Satisfiability Modulo Theories (SMT)

Livecode link

Boolean solvers are powerful, but not very expressive. If you want to use them to solve a problem involving (e.g.) arithmetic, you need to encode that idea with booleans. Forge does this with a technique called "bit-blasting": one boolean variable per bit in a fixed bitwidth, along with formulas that build boolean adders, multipliers, etc. as needed. This works well for small examples, but can quickly run into performance issues---and if you need actual mathematical integers (to say nothing of real numbers!) you're out of luck.

An SMT solver is a SAT solver that can handle various domain-specific concepts beyond boolean logic. Hence "modulo theories": it's satisfiability, but with the addition of (say) the "theory" of linear integer arithmetic. From a certain point of view, Forge is an "SMT" solver, because it includes concepts like relations and bit-vector integers. But this isn't usually how people understand the term these days.

The reason is that SMT solvers can be either "eager" or "lazy". An eager solver translates all the domain-specific constraints to boolean logic and then uses a boolean solver engine---this is Forge's approach. In contrast, a lazy solver actually implements domain-specific algorithms and integrates those with a purely-boolean solver core. Most modern SMT solvers tend to be lazy, and so they can benefit from clever domain algorithms.

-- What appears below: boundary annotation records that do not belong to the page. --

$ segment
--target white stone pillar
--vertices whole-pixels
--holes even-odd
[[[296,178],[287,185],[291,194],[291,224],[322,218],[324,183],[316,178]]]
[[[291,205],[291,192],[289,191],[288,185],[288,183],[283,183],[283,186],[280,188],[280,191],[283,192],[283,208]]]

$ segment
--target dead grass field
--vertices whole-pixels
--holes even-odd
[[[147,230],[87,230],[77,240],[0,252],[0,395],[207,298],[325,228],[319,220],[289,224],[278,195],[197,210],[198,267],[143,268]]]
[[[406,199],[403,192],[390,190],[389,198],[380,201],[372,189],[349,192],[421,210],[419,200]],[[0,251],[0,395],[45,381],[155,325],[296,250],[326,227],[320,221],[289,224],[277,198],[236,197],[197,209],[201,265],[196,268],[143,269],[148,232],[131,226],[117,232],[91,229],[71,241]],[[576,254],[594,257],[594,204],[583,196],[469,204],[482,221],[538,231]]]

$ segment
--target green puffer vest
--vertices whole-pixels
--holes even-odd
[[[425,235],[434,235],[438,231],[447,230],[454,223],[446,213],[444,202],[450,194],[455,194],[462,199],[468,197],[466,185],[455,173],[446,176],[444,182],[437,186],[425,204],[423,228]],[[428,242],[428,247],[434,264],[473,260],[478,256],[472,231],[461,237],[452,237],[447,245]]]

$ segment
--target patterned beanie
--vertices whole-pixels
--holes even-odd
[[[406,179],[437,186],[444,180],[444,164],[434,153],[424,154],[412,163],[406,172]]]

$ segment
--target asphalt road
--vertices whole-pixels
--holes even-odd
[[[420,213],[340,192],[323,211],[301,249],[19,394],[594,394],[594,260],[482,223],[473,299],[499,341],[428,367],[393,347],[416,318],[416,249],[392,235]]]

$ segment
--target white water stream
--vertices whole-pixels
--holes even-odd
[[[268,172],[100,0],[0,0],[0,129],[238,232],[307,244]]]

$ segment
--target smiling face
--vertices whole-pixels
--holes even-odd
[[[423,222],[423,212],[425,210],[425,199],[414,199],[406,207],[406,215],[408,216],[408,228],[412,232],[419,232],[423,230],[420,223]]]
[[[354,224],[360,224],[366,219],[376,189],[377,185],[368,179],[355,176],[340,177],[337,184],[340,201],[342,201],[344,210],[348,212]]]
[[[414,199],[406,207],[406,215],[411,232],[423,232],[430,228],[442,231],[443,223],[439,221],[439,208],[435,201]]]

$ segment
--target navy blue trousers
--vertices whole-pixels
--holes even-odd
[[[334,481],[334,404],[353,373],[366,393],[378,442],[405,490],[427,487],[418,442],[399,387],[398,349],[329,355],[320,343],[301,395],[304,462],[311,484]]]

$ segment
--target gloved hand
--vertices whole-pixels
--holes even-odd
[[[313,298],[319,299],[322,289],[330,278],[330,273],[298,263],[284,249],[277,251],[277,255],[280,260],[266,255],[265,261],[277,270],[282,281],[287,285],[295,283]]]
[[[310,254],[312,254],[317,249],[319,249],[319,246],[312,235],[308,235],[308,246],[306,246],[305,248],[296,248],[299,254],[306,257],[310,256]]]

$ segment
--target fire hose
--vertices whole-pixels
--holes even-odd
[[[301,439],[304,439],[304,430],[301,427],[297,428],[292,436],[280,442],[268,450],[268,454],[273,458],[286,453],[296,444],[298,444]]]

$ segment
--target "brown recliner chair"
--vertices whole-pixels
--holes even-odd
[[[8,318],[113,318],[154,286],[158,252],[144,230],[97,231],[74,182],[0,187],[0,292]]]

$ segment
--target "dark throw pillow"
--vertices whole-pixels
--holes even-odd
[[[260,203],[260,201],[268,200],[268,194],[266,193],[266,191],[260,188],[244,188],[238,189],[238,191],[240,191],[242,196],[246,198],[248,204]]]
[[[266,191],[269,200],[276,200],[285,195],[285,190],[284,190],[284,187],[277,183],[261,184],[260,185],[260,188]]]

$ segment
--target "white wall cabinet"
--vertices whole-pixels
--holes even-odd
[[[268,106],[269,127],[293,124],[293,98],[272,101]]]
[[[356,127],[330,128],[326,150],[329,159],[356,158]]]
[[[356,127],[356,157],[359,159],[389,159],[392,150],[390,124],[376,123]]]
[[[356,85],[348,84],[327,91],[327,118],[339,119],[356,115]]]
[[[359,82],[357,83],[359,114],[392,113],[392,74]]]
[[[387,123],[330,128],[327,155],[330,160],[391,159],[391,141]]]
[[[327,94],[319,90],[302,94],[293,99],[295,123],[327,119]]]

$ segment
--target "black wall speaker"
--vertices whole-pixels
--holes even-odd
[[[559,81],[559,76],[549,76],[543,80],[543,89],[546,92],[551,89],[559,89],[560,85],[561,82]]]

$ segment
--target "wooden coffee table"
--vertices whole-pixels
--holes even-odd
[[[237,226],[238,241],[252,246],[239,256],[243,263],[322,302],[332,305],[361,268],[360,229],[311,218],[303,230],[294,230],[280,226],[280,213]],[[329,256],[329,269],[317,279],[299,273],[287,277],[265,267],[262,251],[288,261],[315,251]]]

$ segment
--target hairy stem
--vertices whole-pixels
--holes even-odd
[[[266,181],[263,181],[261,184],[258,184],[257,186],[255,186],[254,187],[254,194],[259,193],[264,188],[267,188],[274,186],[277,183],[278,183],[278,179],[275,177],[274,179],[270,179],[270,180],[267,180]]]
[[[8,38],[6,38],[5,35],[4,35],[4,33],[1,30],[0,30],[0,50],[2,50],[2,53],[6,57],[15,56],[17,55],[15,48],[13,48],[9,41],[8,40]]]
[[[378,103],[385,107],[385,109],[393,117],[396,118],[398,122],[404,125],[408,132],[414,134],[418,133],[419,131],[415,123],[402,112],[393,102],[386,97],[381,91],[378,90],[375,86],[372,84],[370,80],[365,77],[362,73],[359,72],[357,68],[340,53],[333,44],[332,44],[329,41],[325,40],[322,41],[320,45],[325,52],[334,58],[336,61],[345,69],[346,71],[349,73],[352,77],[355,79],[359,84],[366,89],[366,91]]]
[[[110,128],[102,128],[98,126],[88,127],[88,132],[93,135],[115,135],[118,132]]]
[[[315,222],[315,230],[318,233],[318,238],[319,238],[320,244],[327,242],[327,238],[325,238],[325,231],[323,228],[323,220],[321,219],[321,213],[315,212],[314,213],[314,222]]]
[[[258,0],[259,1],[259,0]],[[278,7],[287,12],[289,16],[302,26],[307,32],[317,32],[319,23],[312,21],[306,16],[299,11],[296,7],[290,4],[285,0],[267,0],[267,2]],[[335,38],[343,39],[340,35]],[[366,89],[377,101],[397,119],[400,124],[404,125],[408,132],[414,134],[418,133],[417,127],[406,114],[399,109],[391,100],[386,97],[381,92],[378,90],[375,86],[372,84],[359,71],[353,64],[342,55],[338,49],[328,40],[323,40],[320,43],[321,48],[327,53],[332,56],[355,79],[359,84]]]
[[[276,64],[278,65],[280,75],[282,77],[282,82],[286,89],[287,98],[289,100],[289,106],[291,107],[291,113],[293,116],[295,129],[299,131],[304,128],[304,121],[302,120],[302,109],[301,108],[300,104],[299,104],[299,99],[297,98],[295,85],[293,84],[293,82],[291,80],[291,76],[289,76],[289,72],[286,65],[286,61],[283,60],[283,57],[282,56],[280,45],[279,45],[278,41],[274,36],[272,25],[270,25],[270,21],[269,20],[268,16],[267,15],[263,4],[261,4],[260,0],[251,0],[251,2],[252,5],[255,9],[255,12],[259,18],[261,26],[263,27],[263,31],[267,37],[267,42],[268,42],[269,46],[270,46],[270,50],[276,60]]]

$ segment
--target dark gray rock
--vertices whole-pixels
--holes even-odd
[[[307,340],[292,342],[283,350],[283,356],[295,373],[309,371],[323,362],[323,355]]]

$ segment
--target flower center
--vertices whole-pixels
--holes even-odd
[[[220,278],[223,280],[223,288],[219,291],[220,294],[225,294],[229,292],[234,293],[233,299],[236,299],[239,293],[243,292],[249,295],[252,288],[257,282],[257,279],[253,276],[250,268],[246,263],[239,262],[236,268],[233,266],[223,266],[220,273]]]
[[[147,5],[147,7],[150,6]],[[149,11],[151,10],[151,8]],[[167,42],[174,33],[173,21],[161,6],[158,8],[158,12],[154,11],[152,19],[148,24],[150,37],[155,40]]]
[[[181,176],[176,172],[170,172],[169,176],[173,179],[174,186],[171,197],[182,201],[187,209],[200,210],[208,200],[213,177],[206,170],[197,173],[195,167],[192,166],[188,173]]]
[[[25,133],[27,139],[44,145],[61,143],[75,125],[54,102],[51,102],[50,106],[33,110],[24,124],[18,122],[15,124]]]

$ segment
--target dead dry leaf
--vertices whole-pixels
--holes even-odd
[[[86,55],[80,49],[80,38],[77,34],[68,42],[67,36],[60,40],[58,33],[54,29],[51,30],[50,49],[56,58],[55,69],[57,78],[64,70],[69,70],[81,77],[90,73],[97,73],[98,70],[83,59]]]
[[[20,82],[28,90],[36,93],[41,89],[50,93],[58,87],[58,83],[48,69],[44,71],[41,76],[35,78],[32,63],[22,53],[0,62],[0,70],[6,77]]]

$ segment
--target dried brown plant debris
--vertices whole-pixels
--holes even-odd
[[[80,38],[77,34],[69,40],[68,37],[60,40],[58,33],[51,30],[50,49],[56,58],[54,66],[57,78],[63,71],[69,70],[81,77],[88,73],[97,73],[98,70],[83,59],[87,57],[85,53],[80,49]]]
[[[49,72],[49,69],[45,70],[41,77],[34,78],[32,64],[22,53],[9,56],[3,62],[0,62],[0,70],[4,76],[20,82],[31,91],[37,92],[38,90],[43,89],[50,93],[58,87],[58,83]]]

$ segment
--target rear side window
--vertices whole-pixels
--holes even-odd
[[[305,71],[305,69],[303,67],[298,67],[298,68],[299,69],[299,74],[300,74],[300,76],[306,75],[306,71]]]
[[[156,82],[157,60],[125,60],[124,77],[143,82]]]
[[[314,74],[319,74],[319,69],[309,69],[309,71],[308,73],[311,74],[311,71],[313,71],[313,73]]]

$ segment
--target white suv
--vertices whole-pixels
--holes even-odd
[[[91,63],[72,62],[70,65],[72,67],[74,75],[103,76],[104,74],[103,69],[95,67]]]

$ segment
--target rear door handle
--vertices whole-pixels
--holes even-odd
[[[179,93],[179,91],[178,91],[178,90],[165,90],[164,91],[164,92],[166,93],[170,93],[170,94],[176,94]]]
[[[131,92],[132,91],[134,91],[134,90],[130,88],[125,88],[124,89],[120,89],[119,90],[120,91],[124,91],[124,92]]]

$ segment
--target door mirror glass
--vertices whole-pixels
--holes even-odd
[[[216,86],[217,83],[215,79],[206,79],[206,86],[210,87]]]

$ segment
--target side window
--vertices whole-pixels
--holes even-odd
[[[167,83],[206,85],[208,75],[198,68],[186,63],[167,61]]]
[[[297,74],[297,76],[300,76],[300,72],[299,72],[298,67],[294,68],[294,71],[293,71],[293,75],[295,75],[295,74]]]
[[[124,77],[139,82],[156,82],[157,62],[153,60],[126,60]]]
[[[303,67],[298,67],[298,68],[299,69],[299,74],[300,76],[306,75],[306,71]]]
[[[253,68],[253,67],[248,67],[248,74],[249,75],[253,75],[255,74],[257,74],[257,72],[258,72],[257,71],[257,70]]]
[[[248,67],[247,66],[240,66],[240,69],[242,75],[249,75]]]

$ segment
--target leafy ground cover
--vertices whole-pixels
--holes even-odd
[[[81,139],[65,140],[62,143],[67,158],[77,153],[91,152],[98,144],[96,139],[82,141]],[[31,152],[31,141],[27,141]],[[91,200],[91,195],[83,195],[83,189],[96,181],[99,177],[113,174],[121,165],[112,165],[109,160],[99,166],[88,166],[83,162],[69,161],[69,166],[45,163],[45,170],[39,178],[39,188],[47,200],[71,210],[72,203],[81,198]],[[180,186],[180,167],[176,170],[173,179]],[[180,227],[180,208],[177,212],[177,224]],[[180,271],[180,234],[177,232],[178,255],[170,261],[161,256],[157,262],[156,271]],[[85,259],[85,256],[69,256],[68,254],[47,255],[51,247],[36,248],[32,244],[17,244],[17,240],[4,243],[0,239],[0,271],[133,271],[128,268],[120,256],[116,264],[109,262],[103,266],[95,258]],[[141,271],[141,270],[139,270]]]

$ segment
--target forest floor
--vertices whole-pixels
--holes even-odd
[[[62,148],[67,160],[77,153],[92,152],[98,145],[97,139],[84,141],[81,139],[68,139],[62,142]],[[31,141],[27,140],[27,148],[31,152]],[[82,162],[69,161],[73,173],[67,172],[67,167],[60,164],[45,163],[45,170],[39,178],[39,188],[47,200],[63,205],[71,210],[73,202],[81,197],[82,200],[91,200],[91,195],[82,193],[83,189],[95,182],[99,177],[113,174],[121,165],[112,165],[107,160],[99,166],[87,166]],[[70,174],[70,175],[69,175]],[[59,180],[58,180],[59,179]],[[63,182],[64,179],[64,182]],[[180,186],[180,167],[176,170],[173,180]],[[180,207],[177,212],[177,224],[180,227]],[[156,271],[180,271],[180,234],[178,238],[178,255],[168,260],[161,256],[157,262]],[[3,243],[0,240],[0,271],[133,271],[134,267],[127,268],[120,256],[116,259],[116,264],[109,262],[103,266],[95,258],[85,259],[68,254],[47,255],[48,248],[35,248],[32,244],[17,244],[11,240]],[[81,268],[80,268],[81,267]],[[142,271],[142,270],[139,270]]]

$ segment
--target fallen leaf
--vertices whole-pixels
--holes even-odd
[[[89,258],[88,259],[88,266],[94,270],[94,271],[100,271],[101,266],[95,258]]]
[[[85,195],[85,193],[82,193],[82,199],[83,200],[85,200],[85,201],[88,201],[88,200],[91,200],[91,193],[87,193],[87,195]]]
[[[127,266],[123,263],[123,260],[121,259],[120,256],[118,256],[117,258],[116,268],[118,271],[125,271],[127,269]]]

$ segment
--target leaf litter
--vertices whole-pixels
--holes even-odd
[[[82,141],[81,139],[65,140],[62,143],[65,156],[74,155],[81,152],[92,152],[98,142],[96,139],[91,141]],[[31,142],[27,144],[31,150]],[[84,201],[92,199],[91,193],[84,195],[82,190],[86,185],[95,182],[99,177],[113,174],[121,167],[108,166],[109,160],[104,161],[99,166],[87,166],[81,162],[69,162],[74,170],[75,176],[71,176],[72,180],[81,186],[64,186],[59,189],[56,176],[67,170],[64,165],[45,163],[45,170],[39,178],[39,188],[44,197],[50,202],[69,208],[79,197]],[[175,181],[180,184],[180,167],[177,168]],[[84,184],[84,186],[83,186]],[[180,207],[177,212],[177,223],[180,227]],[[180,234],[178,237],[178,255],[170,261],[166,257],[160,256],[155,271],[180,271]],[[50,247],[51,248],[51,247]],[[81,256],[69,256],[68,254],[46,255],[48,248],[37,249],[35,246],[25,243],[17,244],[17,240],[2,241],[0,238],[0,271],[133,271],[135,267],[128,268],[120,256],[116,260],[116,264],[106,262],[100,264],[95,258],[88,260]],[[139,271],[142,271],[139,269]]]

Here are some common domains that SMT solvers tend to support:

• uninterpreted functions with equality;
• integer arithmetic (linear nearly always, non-linear sometimes);
• real arithmetic;
• bit vectors;
• arrays; and
• datatypes.

Some slightly less common domains include:

• relations;
• lists; and
• strings.

And of course there are many others. The solver we'll use this week supports many of these, but not all.

A Key Difference

Most SMT solvers don't have "bounds" in the same way Forge does. You can declare a datatype that's bounded in size, but the addition of domains like mathematical integers or lists means that unless you're working in a very restricted space, the set of possible objects is infinite. This can cause some confusion versus what we're used to.

What does it mean to say "For all $x$ of type $A$, $P(x)$ is true?" In Forge, $A$ always has an upper bound, and so the quantifier can always be converted to a big, but finite, "and" constraint. But suppose the type is actual mathematical integers? There are infinitely many integers, which means the solver can't convert the quantifier to a (finite) boolean constraint. This is such an important factor in designing SMT solvers that SMT literature often refers to universal quantification as just "quantification".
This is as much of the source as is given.